Making Molecular Switches

Making Molecular Switches

Author: Rachel McGlue

Mechanically interlocked molecules, such as rotaxanes and catenanes, are promising building blocks for molecular memory devices owing to their tunable switching (on/off) behavior. This inspired Alan Rowan, Roeland Nolte, and colleagues, Radboud University Nijmegen, The Netherlands, to investigate interlocked porphyrins in an attempt to develop a molecular device able to perform actions on a polymer tape according to instructions from a tape head. In the envisioned device, the polymer tape will contain sites that can be chemically transformed while the tape head will be formed from a glycoluril double cage containing two metal porphyrin cages. One cage of the tape head will contain a catenane that can rotate to provide instructions; the other will be threaded on the polymer chain.

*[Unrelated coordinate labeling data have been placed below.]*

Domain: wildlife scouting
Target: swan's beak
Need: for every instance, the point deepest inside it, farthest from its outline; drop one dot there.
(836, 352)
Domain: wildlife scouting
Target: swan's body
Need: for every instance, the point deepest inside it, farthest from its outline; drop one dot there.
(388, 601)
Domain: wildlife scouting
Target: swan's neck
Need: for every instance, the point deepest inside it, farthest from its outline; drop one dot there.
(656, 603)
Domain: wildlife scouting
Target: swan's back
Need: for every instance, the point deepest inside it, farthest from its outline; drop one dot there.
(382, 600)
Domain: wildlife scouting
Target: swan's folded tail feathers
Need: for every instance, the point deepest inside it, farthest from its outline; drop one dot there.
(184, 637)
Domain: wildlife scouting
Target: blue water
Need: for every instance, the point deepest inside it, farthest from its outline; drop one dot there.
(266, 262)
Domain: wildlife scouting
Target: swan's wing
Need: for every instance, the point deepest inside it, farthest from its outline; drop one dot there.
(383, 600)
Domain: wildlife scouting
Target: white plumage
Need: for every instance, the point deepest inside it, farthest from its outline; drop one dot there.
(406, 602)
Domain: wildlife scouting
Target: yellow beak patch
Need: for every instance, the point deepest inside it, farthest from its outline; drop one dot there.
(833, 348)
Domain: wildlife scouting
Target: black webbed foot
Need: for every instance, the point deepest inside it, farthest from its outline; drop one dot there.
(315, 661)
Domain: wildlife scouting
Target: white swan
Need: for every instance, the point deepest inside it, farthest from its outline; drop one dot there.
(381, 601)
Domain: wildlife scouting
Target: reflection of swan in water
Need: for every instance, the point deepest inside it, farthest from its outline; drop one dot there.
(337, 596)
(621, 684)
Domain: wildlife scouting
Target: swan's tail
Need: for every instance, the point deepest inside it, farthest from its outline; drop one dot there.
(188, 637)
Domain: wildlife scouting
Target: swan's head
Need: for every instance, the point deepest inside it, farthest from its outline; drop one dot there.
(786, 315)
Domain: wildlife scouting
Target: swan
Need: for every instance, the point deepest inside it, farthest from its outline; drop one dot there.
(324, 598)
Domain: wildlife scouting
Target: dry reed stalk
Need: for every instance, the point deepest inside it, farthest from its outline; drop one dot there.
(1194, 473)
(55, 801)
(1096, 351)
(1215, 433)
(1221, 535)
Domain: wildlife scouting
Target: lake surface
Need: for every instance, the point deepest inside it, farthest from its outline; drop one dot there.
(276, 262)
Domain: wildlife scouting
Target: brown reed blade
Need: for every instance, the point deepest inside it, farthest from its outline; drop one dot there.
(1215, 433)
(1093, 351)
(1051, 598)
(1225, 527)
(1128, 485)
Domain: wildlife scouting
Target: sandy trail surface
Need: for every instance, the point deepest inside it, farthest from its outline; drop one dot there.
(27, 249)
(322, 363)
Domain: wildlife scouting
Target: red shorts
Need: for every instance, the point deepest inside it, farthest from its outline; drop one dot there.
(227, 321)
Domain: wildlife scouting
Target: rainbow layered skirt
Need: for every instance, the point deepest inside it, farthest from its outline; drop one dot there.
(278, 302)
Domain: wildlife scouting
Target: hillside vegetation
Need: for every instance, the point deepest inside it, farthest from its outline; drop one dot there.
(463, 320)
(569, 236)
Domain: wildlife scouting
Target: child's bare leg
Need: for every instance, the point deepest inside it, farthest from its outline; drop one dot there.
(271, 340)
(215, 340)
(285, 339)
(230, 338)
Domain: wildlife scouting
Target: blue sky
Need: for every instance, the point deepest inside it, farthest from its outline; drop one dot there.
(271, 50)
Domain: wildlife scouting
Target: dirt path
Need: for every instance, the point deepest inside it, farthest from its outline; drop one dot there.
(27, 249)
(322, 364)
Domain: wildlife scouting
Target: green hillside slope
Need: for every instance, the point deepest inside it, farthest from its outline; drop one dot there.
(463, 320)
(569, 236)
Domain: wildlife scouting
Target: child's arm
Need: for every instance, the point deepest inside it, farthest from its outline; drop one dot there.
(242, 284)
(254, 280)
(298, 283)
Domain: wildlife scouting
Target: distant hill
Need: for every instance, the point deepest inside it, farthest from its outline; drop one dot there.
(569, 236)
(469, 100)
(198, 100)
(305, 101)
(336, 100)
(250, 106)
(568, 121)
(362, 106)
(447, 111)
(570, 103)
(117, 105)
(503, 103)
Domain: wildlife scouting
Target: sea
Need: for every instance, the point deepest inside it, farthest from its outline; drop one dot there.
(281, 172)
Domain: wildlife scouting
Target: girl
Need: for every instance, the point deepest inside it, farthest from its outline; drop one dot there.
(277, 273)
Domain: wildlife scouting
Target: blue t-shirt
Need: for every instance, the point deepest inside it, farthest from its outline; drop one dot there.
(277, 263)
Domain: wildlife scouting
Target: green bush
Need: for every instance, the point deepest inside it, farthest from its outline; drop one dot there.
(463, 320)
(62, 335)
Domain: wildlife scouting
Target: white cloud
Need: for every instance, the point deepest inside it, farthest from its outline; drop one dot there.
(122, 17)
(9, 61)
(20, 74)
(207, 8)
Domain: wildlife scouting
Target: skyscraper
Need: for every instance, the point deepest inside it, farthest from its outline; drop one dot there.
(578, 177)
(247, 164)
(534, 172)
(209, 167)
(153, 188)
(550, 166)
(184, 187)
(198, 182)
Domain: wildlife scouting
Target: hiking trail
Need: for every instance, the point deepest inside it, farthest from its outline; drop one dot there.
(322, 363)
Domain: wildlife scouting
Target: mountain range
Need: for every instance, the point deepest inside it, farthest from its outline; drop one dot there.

As a first step in the construction of such a device, they have studied the synthesis, by ring-closing metathesis, of catenanes based on a porphyrin and bis(olefin)-terminated viologens. The size of the viologen olefin substituents was found to have a marked effect on the ring-closing reaction, with long chains inducing formation of [2]- and [3]catenanes, and short chain compounds producing a mixture of [3]-, [4]-, and [5]catenanes. The interlocked [2]catenane structures show interesting switching behavior: shuttling of the porphyrin in the catenane can be turned on and off by using acid and base stimuli.